Selective adenomectomy by the transsphenoidal approach is the treatment of choice for Cushing disease; partial or total hypophysectomy is an alternative choice that carries a high risk of hypopituitarism or inadequate remission
9). Nevertheless, surgical therapy, as compared with medical or radiation therapy, boasts a superior remission rate and a low risk of complications
10).
When biochemical data on normal sellar MRI suggest Cushing disease, the remission rate varies from 50% to 70% according to surgical efficacy, and hypopituitarism and/or central diabetes insipidus often results. The recurrence rate after curative surgery is close to 25%
11). Long-term surgical success can be predicted by the early-postoperative serum cortisol levels: levels below 2 µg/dL, for example, are associated with a low risk of recurrence
12). Moreover, Patil et al.
13) found a 2.5 times higher recurrence rate in patients with postoperative cortisol levels exceeding 2 µg/dL. Owing to persistently elevated serum cortisol and 24-hour urine cortisol levels, the patient in the present case, with pituitary microadenoma showing right lateralization of ACTH secretion by BIPSS, underwent total hypophysectomy two weeks after the initial right hemihypophysectomy. Other treatment options for recurrent or persistent disease after transsphenoidal surgery include bilateral adrenalectomy, conventional radiotherapy, or medical therapy using ketoconazole or metyrapone, which inhibits steroidogenesis
14,15).
Long-term exposure to hypercortisolemia in untreated Cushing disease brings about significant morbidity, such as malignant hypertension, cardiovascular disease, hyperglycemia, osteoporosis, psychiatric features such as depression or cognitive dysfunction, and even mortality
10,16,17). Our patient had osteoporosis at the time of diagnosis, and was treated with pamidronate for three years. After this course of therapy, his BMD was restored to the normal range. After his total hypophysectomy, combined pituitary hormone deficiency was documented by combined anterior pituitary function test, and subsequently, hormone replacement therapy with recombinant human GH, levothyroxine, glucocorticoid, and oral desmopressin were administered.

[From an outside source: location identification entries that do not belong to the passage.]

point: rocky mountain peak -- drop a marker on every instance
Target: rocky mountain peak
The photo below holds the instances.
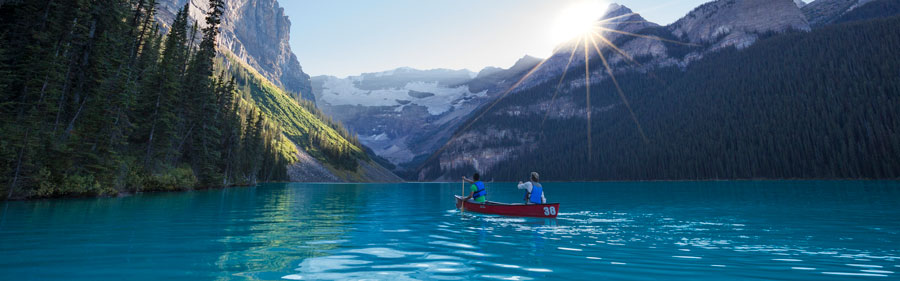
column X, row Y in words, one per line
column 738, row 23
column 257, row 32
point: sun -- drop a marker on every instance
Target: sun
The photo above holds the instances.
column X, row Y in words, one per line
column 578, row 19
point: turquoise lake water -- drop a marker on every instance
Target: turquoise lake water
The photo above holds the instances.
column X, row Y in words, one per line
column 784, row 230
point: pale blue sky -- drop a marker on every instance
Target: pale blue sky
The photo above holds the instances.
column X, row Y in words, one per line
column 349, row 37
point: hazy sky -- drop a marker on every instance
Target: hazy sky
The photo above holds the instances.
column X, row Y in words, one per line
column 349, row 37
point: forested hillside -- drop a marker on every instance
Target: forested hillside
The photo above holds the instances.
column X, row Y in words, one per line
column 301, row 122
column 95, row 100
column 823, row 104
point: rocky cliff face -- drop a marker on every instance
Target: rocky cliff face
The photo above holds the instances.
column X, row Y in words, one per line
column 399, row 113
column 406, row 114
column 708, row 28
column 258, row 33
column 738, row 23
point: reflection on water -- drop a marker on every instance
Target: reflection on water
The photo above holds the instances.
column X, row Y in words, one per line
column 631, row 231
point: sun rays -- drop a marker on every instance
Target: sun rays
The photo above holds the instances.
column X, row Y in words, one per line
column 592, row 41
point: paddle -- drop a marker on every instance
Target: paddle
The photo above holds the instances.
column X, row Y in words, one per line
column 462, row 205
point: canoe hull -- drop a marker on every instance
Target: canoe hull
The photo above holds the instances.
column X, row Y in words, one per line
column 516, row 210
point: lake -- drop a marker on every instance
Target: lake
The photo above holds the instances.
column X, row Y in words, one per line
column 746, row 230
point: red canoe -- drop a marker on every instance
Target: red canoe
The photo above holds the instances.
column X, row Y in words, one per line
column 517, row 210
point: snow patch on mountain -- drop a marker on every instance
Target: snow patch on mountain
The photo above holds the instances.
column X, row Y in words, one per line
column 345, row 92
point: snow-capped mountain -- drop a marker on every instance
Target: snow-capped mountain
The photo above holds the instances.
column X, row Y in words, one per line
column 708, row 28
column 822, row 12
column 401, row 113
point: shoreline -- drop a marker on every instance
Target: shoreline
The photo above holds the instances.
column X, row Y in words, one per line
column 128, row 194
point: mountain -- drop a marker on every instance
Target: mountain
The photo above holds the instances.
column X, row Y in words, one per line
column 866, row 10
column 257, row 33
column 254, row 40
column 405, row 114
column 718, row 94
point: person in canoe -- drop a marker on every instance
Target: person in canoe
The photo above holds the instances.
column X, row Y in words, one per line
column 477, row 191
column 535, row 192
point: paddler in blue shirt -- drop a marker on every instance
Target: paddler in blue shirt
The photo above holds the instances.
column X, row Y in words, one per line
column 535, row 192
column 478, row 193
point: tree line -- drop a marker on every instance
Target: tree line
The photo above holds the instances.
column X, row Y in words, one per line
column 96, row 100
column 820, row 104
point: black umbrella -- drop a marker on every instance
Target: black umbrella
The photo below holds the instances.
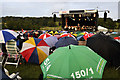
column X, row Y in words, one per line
column 65, row 41
column 106, row 47
column 3, row 76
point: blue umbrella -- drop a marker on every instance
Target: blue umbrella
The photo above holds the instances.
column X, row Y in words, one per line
column 65, row 41
column 6, row 35
column 51, row 41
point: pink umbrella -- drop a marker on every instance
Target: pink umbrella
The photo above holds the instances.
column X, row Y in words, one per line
column 44, row 36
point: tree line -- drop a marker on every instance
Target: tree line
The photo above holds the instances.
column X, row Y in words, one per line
column 28, row 23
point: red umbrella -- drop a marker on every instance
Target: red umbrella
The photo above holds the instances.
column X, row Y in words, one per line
column 117, row 38
column 57, row 35
column 87, row 35
column 67, row 34
column 44, row 36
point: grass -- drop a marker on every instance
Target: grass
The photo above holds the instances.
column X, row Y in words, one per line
column 51, row 28
column 34, row 72
column 26, row 70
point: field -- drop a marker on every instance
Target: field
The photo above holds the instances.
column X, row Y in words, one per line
column 34, row 72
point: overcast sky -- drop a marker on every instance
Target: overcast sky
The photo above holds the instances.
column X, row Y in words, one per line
column 39, row 8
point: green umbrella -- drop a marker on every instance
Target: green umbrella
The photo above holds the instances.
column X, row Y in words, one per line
column 73, row 62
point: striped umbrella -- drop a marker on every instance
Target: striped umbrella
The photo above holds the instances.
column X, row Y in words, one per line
column 35, row 50
column 6, row 35
column 44, row 36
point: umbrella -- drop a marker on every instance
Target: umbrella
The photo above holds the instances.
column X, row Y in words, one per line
column 73, row 62
column 3, row 75
column 44, row 36
column 67, row 35
column 106, row 47
column 57, row 35
column 65, row 41
column 35, row 50
column 88, row 35
column 6, row 35
column 51, row 40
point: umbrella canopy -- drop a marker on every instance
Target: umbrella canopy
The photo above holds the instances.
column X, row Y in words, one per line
column 80, row 38
column 51, row 41
column 6, row 35
column 73, row 62
column 35, row 50
column 88, row 35
column 65, row 41
column 106, row 47
column 67, row 35
column 57, row 35
column 44, row 36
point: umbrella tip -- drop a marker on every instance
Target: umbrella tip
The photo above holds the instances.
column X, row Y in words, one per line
column 69, row 47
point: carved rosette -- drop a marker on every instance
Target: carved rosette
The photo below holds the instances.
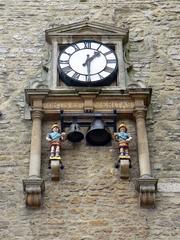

In conclusion, the long-term clinical course of a patient with Cushing disease who underwent transsphenoidal surgery was reported. For such patients, lifelong monitoring is needed in order to manage subsequent diverse endocrinological complications such as GH deficiency, hypogonadotropic hypogonadism, corticotropin deficiency, central hypothyroidism, and osteoporosis.